During the first quarter of 2012, New Jersey led the nation in newly installed photovoltaic capacity, installing 173.8 megwatts of capacity. This was the first time that New Jersey installed more capacity than California, which added 148.4 MW of capacity over the same period. Due to this expanding supply, solar credits in New Jersey have recently plummeted in price, from $600 per megawatt-hour (MWH) last year, to below $100 in April. These credits can drastically affect the solar industry because large scale solar projects take solar credit prices into account when deciding whether or not to move forward with construction. When prices fall too far, companies have no incentive to continue adding solar capacity, since they will see very little return when they sell credits to utilities attempting to meet their energy portfolio requirements.

Along with requiring an increased amount of solar to be procured, the bill also reduces the penalty for utilities who fail to meet the increased requirement, to $339 per MWH in 2014, down to $239 per MWH in 2028. This decreased penalty will serve as a de facto price ceiling on solar credits. Combined with the mandated demand increase, the bill should serve to stabilize the solar credit market and re-incentivize investment in New Jersey solar projects while also preventing significant rate increases from falling on households.

The bill fits well within New Jersey’s broader goal of producing 22.5% of its electricity from renewable sources by 2020.

2 comments

  1. An interesting compromise! This may set a pattern for the remaining RGGI states to follow, and is an improvement over the New York decision to let the credits “expire.”

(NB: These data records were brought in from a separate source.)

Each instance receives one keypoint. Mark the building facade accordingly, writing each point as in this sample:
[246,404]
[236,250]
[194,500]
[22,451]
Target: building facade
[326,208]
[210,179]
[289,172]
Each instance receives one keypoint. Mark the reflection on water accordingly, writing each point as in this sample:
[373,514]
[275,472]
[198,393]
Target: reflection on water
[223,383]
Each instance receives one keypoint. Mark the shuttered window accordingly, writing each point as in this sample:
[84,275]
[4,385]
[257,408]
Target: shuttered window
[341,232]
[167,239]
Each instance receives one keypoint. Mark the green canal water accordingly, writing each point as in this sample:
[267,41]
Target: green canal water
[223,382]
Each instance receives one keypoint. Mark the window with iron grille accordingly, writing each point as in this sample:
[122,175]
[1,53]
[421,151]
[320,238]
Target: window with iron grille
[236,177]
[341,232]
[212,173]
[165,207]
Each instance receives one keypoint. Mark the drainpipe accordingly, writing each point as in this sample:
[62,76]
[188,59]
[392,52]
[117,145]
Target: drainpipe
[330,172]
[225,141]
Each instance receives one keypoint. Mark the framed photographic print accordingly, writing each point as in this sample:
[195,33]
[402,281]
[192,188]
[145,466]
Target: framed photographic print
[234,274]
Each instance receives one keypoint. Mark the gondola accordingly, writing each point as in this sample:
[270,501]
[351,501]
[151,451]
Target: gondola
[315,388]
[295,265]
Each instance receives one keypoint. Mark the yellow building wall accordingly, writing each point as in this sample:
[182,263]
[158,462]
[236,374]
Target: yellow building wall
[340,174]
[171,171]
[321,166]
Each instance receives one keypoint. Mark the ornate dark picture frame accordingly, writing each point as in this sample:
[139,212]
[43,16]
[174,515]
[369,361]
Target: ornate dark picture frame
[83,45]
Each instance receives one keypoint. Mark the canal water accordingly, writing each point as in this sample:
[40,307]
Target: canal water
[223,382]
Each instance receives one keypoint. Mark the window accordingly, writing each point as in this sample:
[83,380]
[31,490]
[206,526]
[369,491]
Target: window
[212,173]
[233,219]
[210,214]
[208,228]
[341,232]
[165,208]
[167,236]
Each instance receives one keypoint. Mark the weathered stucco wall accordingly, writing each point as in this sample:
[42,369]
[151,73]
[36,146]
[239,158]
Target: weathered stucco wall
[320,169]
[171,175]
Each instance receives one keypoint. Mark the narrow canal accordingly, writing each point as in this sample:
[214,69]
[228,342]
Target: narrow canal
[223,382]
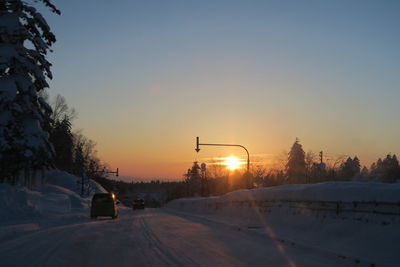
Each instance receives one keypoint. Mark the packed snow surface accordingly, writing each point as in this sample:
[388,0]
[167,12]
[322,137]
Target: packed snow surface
[329,224]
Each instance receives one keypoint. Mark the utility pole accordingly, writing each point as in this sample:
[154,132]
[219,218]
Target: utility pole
[198,149]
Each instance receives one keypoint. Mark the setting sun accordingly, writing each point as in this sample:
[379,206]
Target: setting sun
[232,163]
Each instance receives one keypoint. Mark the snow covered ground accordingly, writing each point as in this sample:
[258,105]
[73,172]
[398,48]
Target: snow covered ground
[330,224]
[359,221]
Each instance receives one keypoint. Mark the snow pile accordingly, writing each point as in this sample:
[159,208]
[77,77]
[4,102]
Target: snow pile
[348,219]
[71,182]
[15,203]
[58,196]
[330,191]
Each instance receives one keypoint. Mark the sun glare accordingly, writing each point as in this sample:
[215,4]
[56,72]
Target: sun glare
[232,163]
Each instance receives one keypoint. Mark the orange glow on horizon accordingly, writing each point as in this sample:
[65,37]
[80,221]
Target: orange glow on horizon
[232,163]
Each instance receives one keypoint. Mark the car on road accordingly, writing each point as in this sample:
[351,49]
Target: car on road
[138,203]
[104,204]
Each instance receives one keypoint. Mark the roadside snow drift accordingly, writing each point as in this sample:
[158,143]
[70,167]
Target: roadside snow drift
[58,196]
[351,219]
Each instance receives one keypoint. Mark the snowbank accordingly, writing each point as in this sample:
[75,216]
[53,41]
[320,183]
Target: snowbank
[346,218]
[58,196]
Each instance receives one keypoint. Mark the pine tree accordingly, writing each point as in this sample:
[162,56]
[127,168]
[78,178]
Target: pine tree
[296,165]
[25,39]
[62,139]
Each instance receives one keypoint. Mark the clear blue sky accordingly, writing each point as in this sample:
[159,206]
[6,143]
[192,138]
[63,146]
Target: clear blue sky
[146,77]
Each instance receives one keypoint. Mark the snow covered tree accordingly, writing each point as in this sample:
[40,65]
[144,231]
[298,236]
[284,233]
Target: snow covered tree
[296,165]
[350,168]
[25,40]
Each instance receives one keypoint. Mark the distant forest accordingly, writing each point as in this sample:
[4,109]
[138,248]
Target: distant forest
[76,154]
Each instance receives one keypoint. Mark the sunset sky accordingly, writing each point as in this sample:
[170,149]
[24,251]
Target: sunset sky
[147,77]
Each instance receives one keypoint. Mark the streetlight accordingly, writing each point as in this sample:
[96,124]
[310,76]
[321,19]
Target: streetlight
[198,149]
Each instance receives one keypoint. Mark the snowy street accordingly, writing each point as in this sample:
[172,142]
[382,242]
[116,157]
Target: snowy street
[153,237]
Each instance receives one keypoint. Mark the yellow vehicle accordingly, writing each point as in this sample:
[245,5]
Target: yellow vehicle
[104,204]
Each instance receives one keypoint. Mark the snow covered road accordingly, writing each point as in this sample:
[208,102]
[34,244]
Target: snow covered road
[155,237]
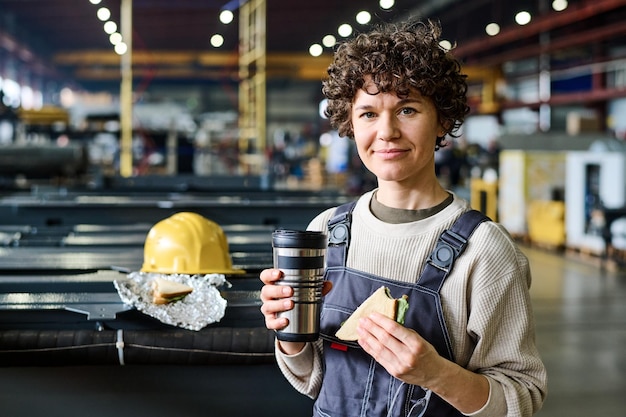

  2. While any developments like this are good news for the industry it points once again to enormous differences in the green economy amongst US states. And while most US residents support and want to take advantage of solar ( http://www.cleanenergyauthority.com/solar-energy-news/us-residents-support-solar-100212 ) the are not able to do so because their state is lacking in push. A Federal incentive beyond the 30% tax credit is needed now.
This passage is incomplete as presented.